Les formateurs, prêtres ou frères missionnaires, passent avec eux le plus clair de leur temps : repas, détente, prière : ils ont chacun leur chambre dans le bloc de chaque équipe pour mieux s'intégrer avec la vie des étudiants. Un formateur s'occupe de dix étudiants, cela représente donc une équipe de quatre formateurs pour une quarantaine d'étudiants : Le Recteur Don, est anglais, Patrick, l'économe, est ghanéen, Jean-Michel est Belge et Gérard , Français (l'auteur de ces lignes). C'est dire l'importance de l'internationalité dans la formation des jeunes. Le missionnaire est appelé à planter sa tente hors de chez lui, à rencontrer et à travailler avec des femmes et des hommes de toutes les cultures, à dépasser les frontières de nations et de cultures : étudiants zambiens, malawites, tanzaniens, kenyans, ougandais, soudanais, ils sont appelés à faire l'apprentissage de l'ouverture sur l'autre pour former une communauté vraiment catholique, témoins du Christ qui est venu rassembler " grecs et juifs, esclaves et hommes libres " pour en faire une seule famille.

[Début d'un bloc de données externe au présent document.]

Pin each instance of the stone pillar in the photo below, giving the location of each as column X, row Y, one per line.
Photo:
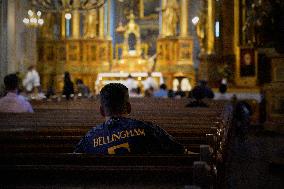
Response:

Cheminement personnel authentique, vie communautaire intense, dialogue fréquent avec un accompagnateur plus âgé, tels sont les piliers de la vie du 1er cycle de formation à la vie missionnaire : après trois ans, ils s'orienteront lucidement vers la vie laïque ou l'aventure missionnaire, l'année spirituelle suivie du stage de deux ans et de la formation théologique de trois ou quatre ans. Neuf ans en tout ! c'est dire le sérieux de la formation des futurs missionnaires d'Afrique.
Combien seront-ils au bout de trois ans ? Environ quarante ou cinquante pour cent demanderont à continuer pour l'année spirituelle (autrefois appelée " Noviciat "), et les autres retourneront chez eux pour faire face avec maturité aux défis de la vie moderne d'Afrique.